FindInstance[α > 0 && β > 
   0 && {c1, c2, c3, c4, c5, c6} ∈ Rationals && 
  eqn <= 0, {α, β, c1, c2, c3, c4, c5, c6}]

And here is an example of the results of using this function, under which the given conditions are satisfied.

{{α -> 1, β -> 1, c1 -> 0, c2 -> 0, c3 -> 0, c4 -> 0, 
  c5 -> 0, c6 -> 0}}

You can introduce additional conditions in the form of $\xi_i \epsilon R$ and include these variables as the desired coefficients.

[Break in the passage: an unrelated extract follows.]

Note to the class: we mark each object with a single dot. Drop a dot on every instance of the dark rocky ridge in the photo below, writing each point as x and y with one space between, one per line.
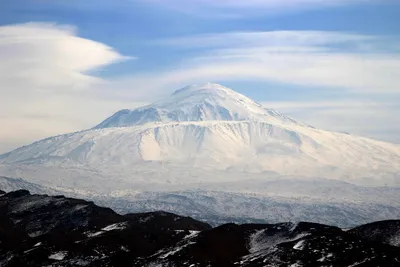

Thus, you will get all the information about the value of the parameters of the equation for which the requirements of the inequality are satisfied.

FindInstance[α > 0 && β > 
   0 && {c1, c2, c3, c4, c5, c6} ∈ Rationals && {ξ1, ξ2, ξ3, ξ4} ∈ Rationals && 
  eqn <= 0, {α, β, c1, c2, c3, c4, c5, c6, ξ1, ξ2, ξ3, ξ4}]

{{α -> 1, β -> 1, c1 -> 0, c2 -> 0, c3 -> 0, c4 -> 0, 
      c5 -> 0, c6 -> 0, ξ1 -> 0, ξ2 -> 0, ξ3 -> 0, ξ4 -> 0}}

Answer 2

I figure out the following codes to solve:

Reduce[Exists[{α, β, c1, c2, c3, c4, c5, c6}, ForAll [{ξ1,ξ2,ξ3,ξ4}, eqn<= 0 && α>0 && β>0]], Reals]

However, it run for a long time and no result can be obtained.